WHAT AN ENCLAVE ECONOMY IS
An enclave economy is a foreign-capital sector that operates inside a country but barely connects to it. Inputs imported, outputs exported, profits repatriated, taxes minimized through holidays. The host gets wages and a footprint; the value chain happens elsewhere.
THE ROSE PRECEDENT
Kenya became the EU's largest cut-flower supplier in the 2000s by offering tax holidays, water rights, and EPZ status around Lake Naivasha. Two decades later, the lake has shrunk, surrounding aquifers are stressed, and farm wages cluster near the legal minimum — while flowers are airfreighted to Amsterdam auction within 24 hours of cutting.
WHY DATA CENTERS RHYME
A hyperscale data center is capital-heavy and labor-light: a $1B build employs a few hundred at steady state, mostly security and HVAC technicians. The valuable work — model training, inference revenue, IP — accrues to the cloud provider's home jurisdiction. The host country provides land, power, water, and tax forbearance.
THE WATER PROBLEM
Large data centers cool through evaporative systems that consume hundreds of thousands of liters per megawatt per year. Lake Naivasha is already a closed-basin lake — water in roughly equals water out via evaporation — and supports both the flower industry and Maasai pastoralists downstream.
THE G42 FOOTPRINT
G42 is an Abu Dhabi AI firm chaired by UAE national security adviser Sheikh Tahnoun. Its Kenya partnership follows a pattern: Gulf sovereign capital pairs with US hyperscalers (Microsoft invested $1.5B in G42 in 2024) to place compute in jurisdictions with cheap land, geothermal or solar baseload, and weak data-localization rules.

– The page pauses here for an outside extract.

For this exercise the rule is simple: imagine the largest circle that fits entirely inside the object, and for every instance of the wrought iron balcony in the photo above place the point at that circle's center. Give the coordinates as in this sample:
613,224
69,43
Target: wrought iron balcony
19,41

WHAT THE HOST COULD CAPTURE
Enclaves don't have to stay enclaves. Costa Rica turned Intel's 1997 chip plant into a domestic semiconductor cluster by tying incentives to local supplier development and engineering training. Ireland's data-center boom funds the state through corporate tax — but only because Ireland insisted on booking the IP onshore. The leverage exists at contract signing, not afterward.